Prisma do caos

Autor de "M, o filho do século", Antonio Scurati analisa os principais pontos que ajudaram a consolidar o fascismo no mundo e fala sobre o tempo pandêmico
Antonio Scurati, autor de M, o filho do século
01/08/2020

Tradução: Patricia Peterle

A retrospectiva das monstruosidades históricas, como o Holocausto ou as ditaduras em suas diversas nuances, traz a pergunta óbvia e sem resposta: como a população permite que a barbárie aconteça? Parece fácil perceber a lenta movimentação do que pode ser evitado. Nem tanto. Este trabalho monumental do professor italiano de Linguística e Comunicação Antonio Scurati, M, o filho do século, vencedor do Prêmio Strega, refaz a caminhada de Benito Mussoluni, instalando um observatório dentro do escritório do fascismo, em um romance repleto de detalhes, que cobre o período de 1919 a 1925. É a primeira parte de uma trilogia. O autor, que se debruçou sobre inúmeras e diversificadas fontes de pesquisa, apostou sobretudo no que chama de “fé na pedagogia da literatura”. O resultado é um assombro.

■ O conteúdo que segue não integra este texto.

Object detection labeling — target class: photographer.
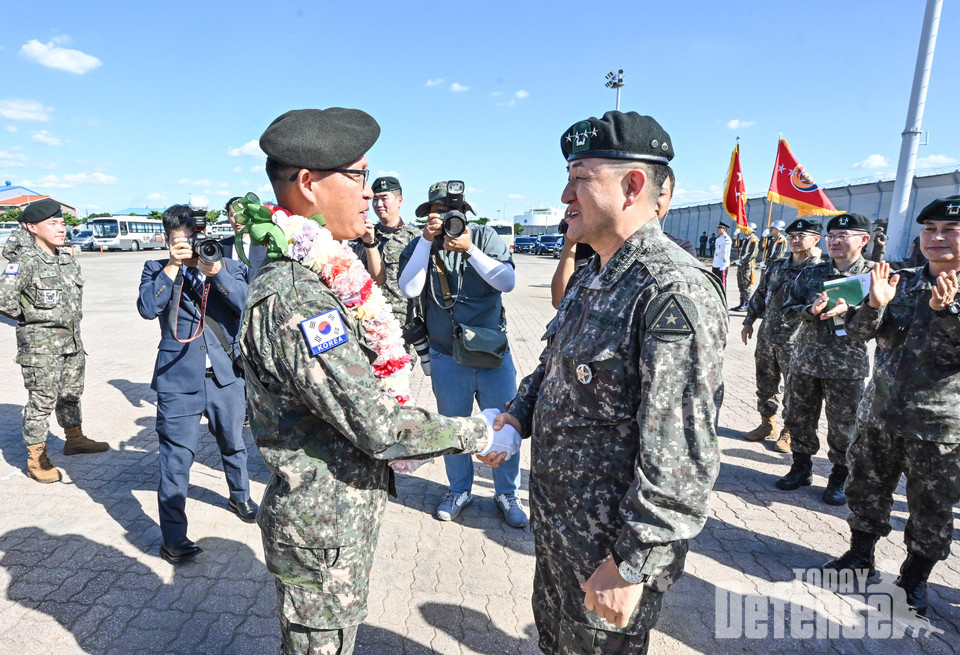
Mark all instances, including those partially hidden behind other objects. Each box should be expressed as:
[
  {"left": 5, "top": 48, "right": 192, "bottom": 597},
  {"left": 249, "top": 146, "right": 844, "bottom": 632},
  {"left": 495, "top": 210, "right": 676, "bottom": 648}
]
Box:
[
  {"left": 136, "top": 204, "right": 257, "bottom": 563},
  {"left": 398, "top": 181, "right": 527, "bottom": 528}
]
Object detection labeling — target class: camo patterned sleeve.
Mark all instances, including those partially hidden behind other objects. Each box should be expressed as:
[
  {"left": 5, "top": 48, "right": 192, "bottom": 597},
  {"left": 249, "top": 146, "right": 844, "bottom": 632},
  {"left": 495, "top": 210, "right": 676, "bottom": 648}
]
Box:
[
  {"left": 0, "top": 257, "right": 27, "bottom": 320},
  {"left": 744, "top": 262, "right": 771, "bottom": 326}
]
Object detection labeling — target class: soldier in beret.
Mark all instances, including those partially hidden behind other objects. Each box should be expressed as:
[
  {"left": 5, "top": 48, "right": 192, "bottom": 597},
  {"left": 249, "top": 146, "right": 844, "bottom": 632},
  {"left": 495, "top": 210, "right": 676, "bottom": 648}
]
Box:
[
  {"left": 240, "top": 108, "right": 516, "bottom": 654},
  {"left": 732, "top": 222, "right": 760, "bottom": 311},
  {"left": 355, "top": 176, "right": 421, "bottom": 332},
  {"left": 495, "top": 111, "right": 726, "bottom": 654},
  {"left": 776, "top": 212, "right": 875, "bottom": 505},
  {"left": 0, "top": 199, "right": 108, "bottom": 484},
  {"left": 824, "top": 195, "right": 960, "bottom": 617},
  {"left": 741, "top": 219, "right": 822, "bottom": 451}
]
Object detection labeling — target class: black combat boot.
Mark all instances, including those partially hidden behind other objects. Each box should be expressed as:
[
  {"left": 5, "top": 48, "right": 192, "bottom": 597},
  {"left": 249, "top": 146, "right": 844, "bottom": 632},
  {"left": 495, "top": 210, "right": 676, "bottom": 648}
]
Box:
[
  {"left": 775, "top": 452, "right": 812, "bottom": 490},
  {"left": 822, "top": 464, "right": 848, "bottom": 506},
  {"left": 823, "top": 530, "right": 879, "bottom": 583},
  {"left": 896, "top": 553, "right": 938, "bottom": 617}
]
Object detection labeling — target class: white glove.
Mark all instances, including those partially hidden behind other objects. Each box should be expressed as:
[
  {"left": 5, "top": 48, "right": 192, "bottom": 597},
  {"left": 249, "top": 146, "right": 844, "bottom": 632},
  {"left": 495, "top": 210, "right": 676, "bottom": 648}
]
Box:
[
  {"left": 477, "top": 423, "right": 521, "bottom": 458},
  {"left": 475, "top": 408, "right": 501, "bottom": 428},
  {"left": 390, "top": 459, "right": 428, "bottom": 474}
]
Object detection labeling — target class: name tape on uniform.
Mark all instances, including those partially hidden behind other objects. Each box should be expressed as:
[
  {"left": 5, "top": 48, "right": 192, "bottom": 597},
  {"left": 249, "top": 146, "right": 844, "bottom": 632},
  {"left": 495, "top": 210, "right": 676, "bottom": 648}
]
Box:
[{"left": 300, "top": 309, "right": 349, "bottom": 355}]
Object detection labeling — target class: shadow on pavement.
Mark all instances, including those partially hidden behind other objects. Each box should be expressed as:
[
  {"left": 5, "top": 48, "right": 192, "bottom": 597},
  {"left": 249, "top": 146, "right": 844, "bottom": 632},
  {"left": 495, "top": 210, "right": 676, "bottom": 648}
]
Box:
[
  {"left": 419, "top": 601, "right": 538, "bottom": 654},
  {"left": 0, "top": 403, "right": 26, "bottom": 473},
  {"left": 0, "top": 527, "right": 278, "bottom": 655}
]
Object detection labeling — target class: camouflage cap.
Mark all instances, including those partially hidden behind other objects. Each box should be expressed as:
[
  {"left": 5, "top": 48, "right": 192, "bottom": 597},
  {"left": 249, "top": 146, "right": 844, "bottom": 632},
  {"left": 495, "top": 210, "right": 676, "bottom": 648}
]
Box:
[
  {"left": 916, "top": 195, "right": 960, "bottom": 223},
  {"left": 414, "top": 180, "right": 476, "bottom": 218},
  {"left": 372, "top": 176, "right": 401, "bottom": 194},
  {"left": 21, "top": 198, "right": 62, "bottom": 224},
  {"left": 785, "top": 218, "right": 822, "bottom": 235},
  {"left": 826, "top": 212, "right": 870, "bottom": 233},
  {"left": 561, "top": 111, "right": 674, "bottom": 164},
  {"left": 260, "top": 107, "right": 380, "bottom": 171}
]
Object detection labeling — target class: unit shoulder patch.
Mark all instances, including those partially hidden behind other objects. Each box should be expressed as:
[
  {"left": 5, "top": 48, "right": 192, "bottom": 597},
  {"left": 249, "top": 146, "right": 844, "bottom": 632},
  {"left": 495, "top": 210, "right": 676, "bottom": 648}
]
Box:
[
  {"left": 300, "top": 308, "right": 349, "bottom": 355},
  {"left": 645, "top": 293, "right": 699, "bottom": 341}
]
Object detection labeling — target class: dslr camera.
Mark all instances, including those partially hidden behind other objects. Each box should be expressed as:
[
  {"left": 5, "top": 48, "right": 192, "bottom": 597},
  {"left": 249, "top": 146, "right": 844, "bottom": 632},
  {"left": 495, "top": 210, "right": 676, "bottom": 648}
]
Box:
[
  {"left": 186, "top": 208, "right": 223, "bottom": 263},
  {"left": 438, "top": 180, "right": 468, "bottom": 239},
  {"left": 401, "top": 316, "right": 431, "bottom": 376}
]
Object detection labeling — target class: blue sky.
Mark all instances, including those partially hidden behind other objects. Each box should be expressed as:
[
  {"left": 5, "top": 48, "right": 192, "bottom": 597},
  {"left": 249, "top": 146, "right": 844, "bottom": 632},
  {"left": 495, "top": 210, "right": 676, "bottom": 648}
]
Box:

Qual mundo forjou Mussolini? Que elementos dentro e fora dele ajudaram a criar o monstro? Uma das primeiras imagens do livro é a de uma Milão empesteada, com ruas fedorentas, miseráveis e perigosas, onde é preciso tapar o nariz para se atravessar. O asco e o nojo inevitáveis. Mas não apenas a sujeira se alastra mais do que fumaça — os sentimentos que animam a sanha do ditador e de todos os que o acompanharam de perto vão tomando conta dos percursos. Sabemos aonde vão dar estes passos, mas recuperar o trajeto rumo ao terror da forma como faz Scurati é impressionante. A descrição da cena em que Mussolini primeiro aparece no romance traz o prenúncio do trabalho magistral: “Seja como for, Benito Mussolini, nesta noite do início de abril, contempla ainda por alguns instantes sua corte dos milagres, estica o pescoço para o alto e para a frente, cerra os maxilares, levanta o rosto em direção ao céu em busca de ar respirável, a cabeça já quase calva. Ergue a lapela do paletó, esmaga o cigarro sob o sapato, aperta o passo. A cidade está envolta em trevas, e os becos da depravação arrastam-se atrás dele como um enorme organismo minado, um gigantesco predador ferido que manda rumo ao fim”.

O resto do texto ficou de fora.